Hey I recently saw a Family Guy episode where they said that if Christianity didn't exist so the Dark Ages wouldn't have happened and therefore we would be much more advanced then we are right now. Is that true? If the Dark Ages didn't happen would we be much more advanced in tech and science? I know the answer is probably yes but I just find it very depressing to believe because I am high tech guy.
I was told that the Dark Ages was a time where nobody believe in god and therefore they went chaotic. Therefore resulting in the inability to concentrate and make scientific advacements.
The Italian scholar Frances Petrarch coined the phrase Dark Age. He said,
"Amidst the errors there shone forth men of genius, no less keen were their eyes, although they were surrounded by darkness and dense gloom". Petrarch was criticizing the stagnation of accomplishments by the secular. Religion and belief in God didn’t disappear during that time in history.
From Wikipedia,
The
Dark Ages is a term in historiography referring to a period of cultural decline or societal collapse that supposedly took place in Western Europe between the fall of Rome and the eventual recovery of learning.
The
Middle Ages of European history (adjective form medieval or mediæval) was a period in history which lasted for roughly a millennium, commonly dated from the fall of the Western Roman Empire in the 5th century to the beginning of the Early Modern Period in the 16th century, marked by the division of Western Christianity in the Reformation, the rise of humanism in the Italian Renaissance, and the beginnings of European overseas expansion.
Until the Renaissance (and for some time after that), the standard scheme of history was to divide history into six ages, inspired by the biblical six days of creation, or four monarchies based on Daniel 2:40. The early Renaissance historians, in their glorification of all things classical, declared two periods in history, that of Ancient times and that of the period referred to as the "Dark Age".

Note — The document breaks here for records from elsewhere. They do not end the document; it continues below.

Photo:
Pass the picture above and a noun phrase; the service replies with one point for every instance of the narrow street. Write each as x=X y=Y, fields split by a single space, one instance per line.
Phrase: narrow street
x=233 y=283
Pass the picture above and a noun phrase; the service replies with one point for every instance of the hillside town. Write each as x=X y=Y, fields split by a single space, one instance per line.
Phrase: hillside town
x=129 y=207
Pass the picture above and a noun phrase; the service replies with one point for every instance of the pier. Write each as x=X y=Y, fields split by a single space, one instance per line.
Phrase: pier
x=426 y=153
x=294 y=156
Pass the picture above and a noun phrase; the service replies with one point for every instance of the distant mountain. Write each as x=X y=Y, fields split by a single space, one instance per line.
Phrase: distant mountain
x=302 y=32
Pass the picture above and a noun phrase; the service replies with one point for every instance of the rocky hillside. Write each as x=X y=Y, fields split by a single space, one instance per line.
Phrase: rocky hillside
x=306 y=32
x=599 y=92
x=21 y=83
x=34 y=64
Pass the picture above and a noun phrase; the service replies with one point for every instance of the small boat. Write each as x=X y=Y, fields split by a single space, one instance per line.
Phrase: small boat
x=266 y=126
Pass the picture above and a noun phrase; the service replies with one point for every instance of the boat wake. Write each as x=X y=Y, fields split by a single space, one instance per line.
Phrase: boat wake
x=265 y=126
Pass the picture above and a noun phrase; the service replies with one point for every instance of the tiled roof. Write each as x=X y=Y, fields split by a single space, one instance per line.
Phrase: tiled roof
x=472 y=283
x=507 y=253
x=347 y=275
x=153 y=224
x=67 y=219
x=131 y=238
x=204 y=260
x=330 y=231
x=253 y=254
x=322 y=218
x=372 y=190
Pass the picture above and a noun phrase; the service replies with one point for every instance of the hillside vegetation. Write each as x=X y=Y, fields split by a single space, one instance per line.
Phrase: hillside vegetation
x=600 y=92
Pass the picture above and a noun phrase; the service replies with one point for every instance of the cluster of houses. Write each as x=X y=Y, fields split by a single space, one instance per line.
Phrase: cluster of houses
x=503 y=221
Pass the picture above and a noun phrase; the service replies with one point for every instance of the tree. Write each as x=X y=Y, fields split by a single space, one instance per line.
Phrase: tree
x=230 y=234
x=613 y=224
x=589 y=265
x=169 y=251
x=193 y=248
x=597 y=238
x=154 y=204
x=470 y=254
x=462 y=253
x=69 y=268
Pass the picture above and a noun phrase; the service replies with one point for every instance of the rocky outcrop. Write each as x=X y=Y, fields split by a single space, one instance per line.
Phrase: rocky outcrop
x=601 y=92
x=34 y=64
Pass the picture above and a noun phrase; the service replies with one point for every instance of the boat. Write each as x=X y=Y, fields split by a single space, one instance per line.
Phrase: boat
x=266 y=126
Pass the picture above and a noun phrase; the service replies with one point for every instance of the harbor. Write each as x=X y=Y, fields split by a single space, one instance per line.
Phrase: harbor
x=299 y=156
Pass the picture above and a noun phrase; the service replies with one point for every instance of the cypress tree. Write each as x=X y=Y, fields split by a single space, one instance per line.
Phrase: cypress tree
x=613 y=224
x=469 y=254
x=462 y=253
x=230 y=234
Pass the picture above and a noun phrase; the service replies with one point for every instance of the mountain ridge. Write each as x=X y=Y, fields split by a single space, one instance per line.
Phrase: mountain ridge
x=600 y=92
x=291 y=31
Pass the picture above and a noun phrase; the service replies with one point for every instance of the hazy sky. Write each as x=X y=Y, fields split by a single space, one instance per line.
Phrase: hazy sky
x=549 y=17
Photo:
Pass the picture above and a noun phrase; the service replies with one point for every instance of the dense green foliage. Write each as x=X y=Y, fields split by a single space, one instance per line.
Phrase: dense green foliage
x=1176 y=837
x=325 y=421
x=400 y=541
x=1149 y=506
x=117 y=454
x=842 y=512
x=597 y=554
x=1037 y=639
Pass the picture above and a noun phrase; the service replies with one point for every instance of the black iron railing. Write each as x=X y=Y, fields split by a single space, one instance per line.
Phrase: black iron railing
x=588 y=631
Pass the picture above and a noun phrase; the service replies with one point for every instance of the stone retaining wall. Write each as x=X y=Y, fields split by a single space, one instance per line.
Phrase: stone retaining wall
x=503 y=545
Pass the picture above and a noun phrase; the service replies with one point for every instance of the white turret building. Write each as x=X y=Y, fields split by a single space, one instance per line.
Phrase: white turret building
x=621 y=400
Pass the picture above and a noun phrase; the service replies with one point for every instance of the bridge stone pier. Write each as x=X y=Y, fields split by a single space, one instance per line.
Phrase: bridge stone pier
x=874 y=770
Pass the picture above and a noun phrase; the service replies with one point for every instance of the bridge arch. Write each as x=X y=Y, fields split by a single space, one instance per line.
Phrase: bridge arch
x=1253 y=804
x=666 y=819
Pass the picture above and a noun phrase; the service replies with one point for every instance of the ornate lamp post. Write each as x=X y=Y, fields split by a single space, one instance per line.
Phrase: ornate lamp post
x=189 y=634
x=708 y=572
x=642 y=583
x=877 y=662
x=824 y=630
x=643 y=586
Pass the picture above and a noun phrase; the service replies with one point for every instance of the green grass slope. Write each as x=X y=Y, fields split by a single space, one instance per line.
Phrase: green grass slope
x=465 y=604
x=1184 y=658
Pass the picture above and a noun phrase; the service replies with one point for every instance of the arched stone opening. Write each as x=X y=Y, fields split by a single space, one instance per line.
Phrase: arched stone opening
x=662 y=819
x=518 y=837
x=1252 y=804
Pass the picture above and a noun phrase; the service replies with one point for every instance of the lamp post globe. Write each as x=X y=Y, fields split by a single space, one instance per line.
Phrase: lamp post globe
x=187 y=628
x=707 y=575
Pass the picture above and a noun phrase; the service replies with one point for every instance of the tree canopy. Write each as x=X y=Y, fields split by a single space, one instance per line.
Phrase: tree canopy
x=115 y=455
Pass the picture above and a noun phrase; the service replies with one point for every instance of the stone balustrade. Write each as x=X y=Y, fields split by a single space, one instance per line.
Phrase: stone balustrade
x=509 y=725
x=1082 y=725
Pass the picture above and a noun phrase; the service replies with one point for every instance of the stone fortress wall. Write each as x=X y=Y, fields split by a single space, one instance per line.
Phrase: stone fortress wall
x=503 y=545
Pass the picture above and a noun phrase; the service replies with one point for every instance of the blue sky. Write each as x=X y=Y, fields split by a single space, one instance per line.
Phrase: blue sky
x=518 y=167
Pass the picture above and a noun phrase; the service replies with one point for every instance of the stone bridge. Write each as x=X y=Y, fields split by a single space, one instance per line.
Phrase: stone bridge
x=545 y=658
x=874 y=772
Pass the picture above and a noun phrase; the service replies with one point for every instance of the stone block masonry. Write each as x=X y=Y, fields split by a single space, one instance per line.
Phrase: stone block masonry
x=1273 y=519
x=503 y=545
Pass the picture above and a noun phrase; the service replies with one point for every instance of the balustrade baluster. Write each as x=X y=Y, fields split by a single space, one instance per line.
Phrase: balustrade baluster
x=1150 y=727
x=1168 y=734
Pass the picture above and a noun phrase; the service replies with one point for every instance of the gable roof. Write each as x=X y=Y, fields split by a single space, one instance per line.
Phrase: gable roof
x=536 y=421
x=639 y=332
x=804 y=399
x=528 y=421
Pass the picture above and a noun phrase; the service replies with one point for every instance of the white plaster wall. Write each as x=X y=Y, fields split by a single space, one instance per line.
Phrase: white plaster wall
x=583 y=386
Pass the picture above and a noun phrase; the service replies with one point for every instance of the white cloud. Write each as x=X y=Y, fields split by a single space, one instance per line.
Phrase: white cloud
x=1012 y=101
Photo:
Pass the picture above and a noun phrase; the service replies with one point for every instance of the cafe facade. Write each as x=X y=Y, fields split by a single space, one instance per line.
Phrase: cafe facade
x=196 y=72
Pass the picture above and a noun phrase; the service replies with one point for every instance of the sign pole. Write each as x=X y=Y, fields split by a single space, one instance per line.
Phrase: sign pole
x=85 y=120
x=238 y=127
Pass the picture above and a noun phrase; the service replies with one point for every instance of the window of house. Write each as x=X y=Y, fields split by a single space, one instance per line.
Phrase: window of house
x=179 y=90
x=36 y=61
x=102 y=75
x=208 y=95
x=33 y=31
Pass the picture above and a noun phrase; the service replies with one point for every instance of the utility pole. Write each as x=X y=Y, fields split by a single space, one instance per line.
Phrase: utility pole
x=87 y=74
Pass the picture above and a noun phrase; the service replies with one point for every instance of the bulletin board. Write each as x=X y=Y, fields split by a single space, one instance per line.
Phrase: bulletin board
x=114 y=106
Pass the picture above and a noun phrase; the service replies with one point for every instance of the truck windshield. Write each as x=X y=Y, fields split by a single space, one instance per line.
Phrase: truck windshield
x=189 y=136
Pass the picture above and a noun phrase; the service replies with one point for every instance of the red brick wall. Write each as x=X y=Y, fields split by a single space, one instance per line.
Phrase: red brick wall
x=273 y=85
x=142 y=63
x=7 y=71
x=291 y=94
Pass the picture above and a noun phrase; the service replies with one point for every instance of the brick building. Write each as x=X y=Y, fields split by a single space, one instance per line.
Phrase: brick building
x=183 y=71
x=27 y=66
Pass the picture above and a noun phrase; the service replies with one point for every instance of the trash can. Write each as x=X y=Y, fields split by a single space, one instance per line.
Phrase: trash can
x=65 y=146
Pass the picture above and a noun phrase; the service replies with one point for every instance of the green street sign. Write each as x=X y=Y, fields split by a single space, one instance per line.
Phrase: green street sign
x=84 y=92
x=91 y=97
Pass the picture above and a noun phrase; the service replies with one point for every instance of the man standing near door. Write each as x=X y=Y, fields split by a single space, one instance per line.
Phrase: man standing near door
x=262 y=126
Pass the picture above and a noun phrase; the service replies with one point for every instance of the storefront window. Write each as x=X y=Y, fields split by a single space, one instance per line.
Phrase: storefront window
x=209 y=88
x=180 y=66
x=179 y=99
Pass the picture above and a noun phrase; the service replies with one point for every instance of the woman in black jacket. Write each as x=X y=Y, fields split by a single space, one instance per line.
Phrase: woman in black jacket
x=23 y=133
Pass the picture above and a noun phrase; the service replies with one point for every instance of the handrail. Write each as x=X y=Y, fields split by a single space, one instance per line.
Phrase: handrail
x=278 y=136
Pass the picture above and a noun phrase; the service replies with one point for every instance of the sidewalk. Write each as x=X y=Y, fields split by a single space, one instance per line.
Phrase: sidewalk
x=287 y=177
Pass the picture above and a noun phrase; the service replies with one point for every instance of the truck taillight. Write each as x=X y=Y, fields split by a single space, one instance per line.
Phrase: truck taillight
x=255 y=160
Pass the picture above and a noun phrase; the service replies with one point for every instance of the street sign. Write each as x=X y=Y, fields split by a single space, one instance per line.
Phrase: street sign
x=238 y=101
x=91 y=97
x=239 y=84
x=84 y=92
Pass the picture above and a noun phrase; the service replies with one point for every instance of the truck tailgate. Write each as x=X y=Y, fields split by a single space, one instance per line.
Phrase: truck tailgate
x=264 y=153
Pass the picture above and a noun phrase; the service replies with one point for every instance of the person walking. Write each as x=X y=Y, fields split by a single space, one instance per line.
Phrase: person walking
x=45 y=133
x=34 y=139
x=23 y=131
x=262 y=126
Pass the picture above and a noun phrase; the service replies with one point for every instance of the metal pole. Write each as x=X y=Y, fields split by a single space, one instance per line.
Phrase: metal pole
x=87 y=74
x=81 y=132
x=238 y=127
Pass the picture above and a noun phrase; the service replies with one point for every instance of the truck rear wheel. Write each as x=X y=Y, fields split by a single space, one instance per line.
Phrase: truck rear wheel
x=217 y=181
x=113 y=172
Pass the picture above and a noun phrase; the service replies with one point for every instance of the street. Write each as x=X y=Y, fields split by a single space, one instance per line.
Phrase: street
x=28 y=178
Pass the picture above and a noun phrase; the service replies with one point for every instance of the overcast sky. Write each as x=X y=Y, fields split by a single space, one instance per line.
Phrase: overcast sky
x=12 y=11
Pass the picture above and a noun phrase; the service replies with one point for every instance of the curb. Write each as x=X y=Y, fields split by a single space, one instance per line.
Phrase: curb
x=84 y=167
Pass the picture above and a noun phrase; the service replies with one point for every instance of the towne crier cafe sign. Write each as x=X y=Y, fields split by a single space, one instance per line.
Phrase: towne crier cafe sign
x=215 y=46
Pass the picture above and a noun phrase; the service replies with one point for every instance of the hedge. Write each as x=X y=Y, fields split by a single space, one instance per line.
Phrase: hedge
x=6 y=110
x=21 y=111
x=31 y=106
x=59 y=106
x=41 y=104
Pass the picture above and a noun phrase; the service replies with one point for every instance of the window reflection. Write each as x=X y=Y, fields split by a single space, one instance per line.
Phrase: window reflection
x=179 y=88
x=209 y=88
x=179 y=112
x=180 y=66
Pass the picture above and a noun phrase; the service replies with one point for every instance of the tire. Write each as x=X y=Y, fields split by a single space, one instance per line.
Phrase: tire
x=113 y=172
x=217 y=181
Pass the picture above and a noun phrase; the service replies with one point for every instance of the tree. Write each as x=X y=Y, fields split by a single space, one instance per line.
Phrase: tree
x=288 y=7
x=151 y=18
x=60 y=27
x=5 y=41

When modern scholarly study of the Middle Ages arose in the 19th century, the term "Dark Ages" was at first kept, with all its critical overtones. Although it was never the more formal term (universities named their departments "medieval history" not "Dark Age history"), it was widely used, including in such classics as Edward Gibbon's
The History of the Decline and Fall of the Roman Empire, which expressed the author's contempt for the "rubbish of the Dark Ages". However, the early 20th century saw a radical re-evaluation of the Middle Ages, and with it a calling into question of the terminology of darkness. Historiographer Denys Hay exemplified this when he spoke ironically of "the lively centuries which we call dark". It became clear that serious scholars would either have to redefine the term or abandon it.